As recent industry feats go, Hyundai Motor Company’s incursion onto the European continent must rank among the most impressive.

A decade ago, when the original i30 was launched, the Korean manufacturer was little more than a sideshow in volume terms.

In 2015, it registered 470,130 vehicles here – which was nearly 11 percent more than it managed the year before.

Its success story owes something to good fortune (the scrappage scheme of 2008 benefited no other firm quite so vigorously) but mostly it has been achieved by adroitly supplying buyers with what they want: build quality, equipment, keen pricing, practicality, reliability and a long, unlimited warranty to underpin it all.

Moreover, and no less important, there is Hyundai’s rapacious appetite for refreshing its line-up.

This latest generation of the i30 is the third, and although it might not quite qualify as ‘all-new’ (the platform has been overhauled materially rather than switched out), the new model’s introduction is significantly more impactful than many will believe.
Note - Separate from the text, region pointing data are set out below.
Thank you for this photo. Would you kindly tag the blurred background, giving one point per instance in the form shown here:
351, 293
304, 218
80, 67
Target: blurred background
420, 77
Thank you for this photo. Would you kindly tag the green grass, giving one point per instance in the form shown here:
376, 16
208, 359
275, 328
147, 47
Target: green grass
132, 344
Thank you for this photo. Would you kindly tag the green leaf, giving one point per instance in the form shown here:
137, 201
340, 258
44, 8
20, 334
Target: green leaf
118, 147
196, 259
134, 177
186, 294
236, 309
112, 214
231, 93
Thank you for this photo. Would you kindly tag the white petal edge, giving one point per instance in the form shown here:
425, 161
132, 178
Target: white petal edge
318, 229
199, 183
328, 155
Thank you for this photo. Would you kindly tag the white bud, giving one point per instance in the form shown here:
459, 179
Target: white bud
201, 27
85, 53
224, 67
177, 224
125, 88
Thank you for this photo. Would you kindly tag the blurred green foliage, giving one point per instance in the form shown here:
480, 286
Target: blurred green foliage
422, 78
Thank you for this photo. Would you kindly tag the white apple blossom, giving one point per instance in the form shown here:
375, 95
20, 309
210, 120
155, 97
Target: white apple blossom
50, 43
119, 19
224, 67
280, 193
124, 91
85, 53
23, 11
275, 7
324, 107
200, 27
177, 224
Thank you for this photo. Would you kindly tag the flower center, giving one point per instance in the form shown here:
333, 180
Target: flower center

Not least among its alterations is a new look – delivered by Peter Schreyer, the Hyundai-Kia design demigod – that will inform (another) new generation of product. There are new engines, too, most notably the 1.4-litre T-GDi fitted to our test car.

Also bolted on is the Tourer configuration, which, the firm believes, will achieve close to a 20 percent share of total i30 sales in the UK.

The reason for that is simple: the estate’s starting price is £1500 lower than its predecessor’s, and there’s now only £500 between it and the hatch across the rest of the range.

And if Hyundai’s meteoric rise proves anything, it’s that customers respond very kindly to evidence of good sense.

Now the car just needs to prove at least as good as a Ford Focus, Volkswagen Golf, Vauxhall Astra, Mazda 3, Honda Civic, Peugeot 308, Renault Mégane and Seat Leon. Acid test time.